In case of breach of duties by a director, the company can enforce its rights against its directors.
CASE: FOSS V HARBOTTLE (1843) 2 HARE 461
Two shareholders of a company (Victoria Park Company) initiated an action against the directors and other officers of the company. The action was due to improper use of the company property. The court was of the view that the injury caused in this case was to the company and the company therefore has the standing to sue.
Thus, the members and the company are not the same.
Perpetual Succession
Perpetual succession refers to the continuous existence of a company. The company is immortal and the legal existence of the company is separate from the owner. In comparison to other business structures, the company is entitled to a continuous life. For example, in the case of a partnership firm, the incapacity or death of the partners affects its continuity. On incorporation, the company acquires an independent status separate from the lives of the members who constitute it.
A company continues to exist unless it is properly wound up or struck off the register as per the Company law provisions. The company survives even if all its members die. The status of the company is “perpetual”. There is no effect on the company either by the:
Death or
Insolvency of its members.
CASE: RE NOEL TEDMAN HOLDINGS PTY LTD (1967) QDR 561
In this case, a husband and wife were the only shareholders and directors of the company. Both of them died in an accident and were survived by their infant child. In spite of their death, the company was still in existence as per the law. According to the Articles, the directors had to approve the transfer of their shares. Since there were no directors, the court decided to appoint new directors. However, members were required to vote for their appointment and the company had no members. The court then decided to allow personal representatives of the deceased to appoint new directors that could assent on the transfer of the shares.
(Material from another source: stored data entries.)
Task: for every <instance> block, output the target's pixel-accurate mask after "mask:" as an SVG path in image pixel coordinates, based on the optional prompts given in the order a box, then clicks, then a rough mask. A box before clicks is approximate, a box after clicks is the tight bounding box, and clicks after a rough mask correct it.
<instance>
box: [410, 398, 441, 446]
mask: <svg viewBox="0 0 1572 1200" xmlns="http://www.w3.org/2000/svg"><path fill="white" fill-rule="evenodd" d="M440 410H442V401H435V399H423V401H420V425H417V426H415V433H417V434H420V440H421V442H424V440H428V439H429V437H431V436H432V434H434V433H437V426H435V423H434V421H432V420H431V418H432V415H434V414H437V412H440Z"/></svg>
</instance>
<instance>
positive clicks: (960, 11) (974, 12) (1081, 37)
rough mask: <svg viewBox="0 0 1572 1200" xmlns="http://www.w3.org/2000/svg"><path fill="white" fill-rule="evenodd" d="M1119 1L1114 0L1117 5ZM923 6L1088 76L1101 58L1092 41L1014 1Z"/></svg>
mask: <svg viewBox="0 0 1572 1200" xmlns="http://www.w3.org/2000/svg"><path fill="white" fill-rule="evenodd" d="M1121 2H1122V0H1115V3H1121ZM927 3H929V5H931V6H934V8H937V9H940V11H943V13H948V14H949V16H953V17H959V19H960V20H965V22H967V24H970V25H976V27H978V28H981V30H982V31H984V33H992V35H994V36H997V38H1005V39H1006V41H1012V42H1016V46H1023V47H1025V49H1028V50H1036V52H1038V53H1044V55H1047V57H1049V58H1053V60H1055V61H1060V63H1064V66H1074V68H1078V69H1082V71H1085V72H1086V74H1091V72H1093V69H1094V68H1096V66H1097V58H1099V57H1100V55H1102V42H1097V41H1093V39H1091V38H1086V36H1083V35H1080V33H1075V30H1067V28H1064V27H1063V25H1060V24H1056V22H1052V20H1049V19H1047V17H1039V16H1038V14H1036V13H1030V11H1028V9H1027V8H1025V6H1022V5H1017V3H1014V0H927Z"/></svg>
This case clarifies that even in case of death of all the members of the company, the company will still exist. The perpetual existence of the company contributes to the company’s stability as well as long life.
Conclusion
A company will come into existence on registration under the Company Law in Singapore. The company law treats a corporation as a “person” and it has rights and obligations as a separate person, distinct from its members. When deciding to start up a business in Singapore, it is essential to understand the different types of structures and the rights and duties each bestow.